American Towers will pay cash for the masts in Spain, Germany, Brazil, Peru, Chile and Argentina.
Telefónica intends to sell European and Latin American towers for €7.7 billion to American Towers. The operator’s stake in the towers is held by its subsidiary Telxius Telecom in which KKR and Pontegadea are also stakeholders.
The towers are in three of its four core markets – Spain, Germany and Brazil, which were designated as such in its five-point plan announced in November 2019.
In its fourth key market, the UK where it operates under the O2 UK brand, its towers are held in a joint venture with Vodafone called Cornerstone Telecommunications Infrastructure Limited.
Reducing exposure
The Spanish operator has been looking for ways to reduce its exposure to Latin American markets, apart from Brazil, where its profits have nose-dived in recent years, as outlined in its five-point plan.
About 30,722 tower sites will be sold in two separate transactions to the US group, one handling the European sale and the other the Latin American properties.
A statement, translated from Spanish, read, “The Telefonica Group operators will maintain the current leases agreements of the towers signed with the companies sold subsidiaries of Telxius Telecom SA so that these operators will continue to provide their services in similar terms to the current ones”.
Doubling down on debt
Telefónica said it plans to use the proceeds of the sale, from which it expects a capital gain of about €3.5 billion, to reduce its net financial debt by €4.6 billion.

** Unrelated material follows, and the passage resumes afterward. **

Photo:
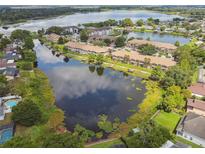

Telefónica group’s debt stood at €36.7 billion when it announced its Q3 2020 results at the end of October.
The operator has already sold its towers in markets including Ecuador and Colombia.
The President of Telefónica, José María Álvarez-Pallete, said that the group’s focus now would be on, “our most ambitious objectives: the integration of O2 with Virgin in the United Kingdom, the purchase of Oi’s mobile assets in Brazil and the reduction debt”.